By the conclusion of the 2011 year, students had raised a remarkable $1,500.
“We were able to buy an ark of animals with that,” Dr. Ben reported, “and send them all around the world.”
Lamas went to Peru, heifers to Cameroon, and other livestock to China, the East Indies, Japan and Poland.
“The little arms of these children are really stretching across the world,” Dr. Ben said.
In celebration of the generosity of the students and success of the fundraising, Dr. Ben maintains what has become an annual tradition at the school: He kisses an animal.
In December of 2011 it was a two-day-old heifer, brought to the school courtesy of Coyne Farms.
Culminating the ceremony, the six graders got to dye Dr. Ben’s hair. They selected a combined blue-green-red scheme.
The 2012 water buffalo program was nearly as successful. $250 was targeted and almost $1,200 raised, enough to purchase a small herd of water buffalo.
For the December 2012, encore, Dr. Ben volunteered to kiss a pig, a water buffalo being unavailable.

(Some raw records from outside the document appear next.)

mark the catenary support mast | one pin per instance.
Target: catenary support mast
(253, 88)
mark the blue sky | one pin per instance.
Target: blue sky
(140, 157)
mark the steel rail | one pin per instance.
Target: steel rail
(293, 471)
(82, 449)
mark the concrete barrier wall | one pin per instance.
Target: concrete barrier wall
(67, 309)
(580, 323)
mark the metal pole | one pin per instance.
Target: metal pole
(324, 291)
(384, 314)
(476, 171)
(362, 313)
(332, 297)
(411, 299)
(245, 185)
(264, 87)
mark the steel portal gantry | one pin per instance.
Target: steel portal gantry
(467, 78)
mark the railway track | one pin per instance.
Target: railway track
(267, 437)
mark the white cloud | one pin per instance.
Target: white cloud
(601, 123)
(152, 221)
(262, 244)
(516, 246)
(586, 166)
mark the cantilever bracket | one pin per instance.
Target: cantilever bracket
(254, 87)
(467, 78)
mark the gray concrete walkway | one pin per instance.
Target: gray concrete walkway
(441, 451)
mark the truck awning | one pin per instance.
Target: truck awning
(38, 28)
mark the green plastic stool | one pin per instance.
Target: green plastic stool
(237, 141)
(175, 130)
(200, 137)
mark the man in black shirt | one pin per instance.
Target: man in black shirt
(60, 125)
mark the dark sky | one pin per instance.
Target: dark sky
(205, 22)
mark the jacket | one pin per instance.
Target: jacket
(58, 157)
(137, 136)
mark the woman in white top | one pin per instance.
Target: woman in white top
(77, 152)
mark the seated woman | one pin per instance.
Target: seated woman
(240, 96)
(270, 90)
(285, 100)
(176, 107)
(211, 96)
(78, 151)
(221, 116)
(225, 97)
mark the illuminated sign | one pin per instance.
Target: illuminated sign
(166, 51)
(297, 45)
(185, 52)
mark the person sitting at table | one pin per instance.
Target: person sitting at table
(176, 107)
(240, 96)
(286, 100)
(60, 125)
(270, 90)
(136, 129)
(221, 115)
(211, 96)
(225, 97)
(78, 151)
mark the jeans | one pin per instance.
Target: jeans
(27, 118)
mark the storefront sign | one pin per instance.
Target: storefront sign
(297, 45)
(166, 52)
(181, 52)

He personally located a suitable pot-bellied specimen, the runt of a litter, while Christmas shopping at The Garden Factory in Clyde where a petting zoo including pigs was featured, sponsored by an animal rescue service.
Just before Christmas vacation 2012, Dr. Ben kept his word, kissing the young pig which had been brought to St. Agnes by The Garden Factory proprietor.
And the sixth graders choose green, purple and gold for Dr. Ben’s hair.
Over the years, other creatures receiving the ceremonial December kiss from Dr. Ben have included a horse, a goat and sheep, while the program has shipped heifers, sheep, goats, lamas, water buffalo, and even chickens and geese.
“It’s a gift of life, really,” Dr. Ben said.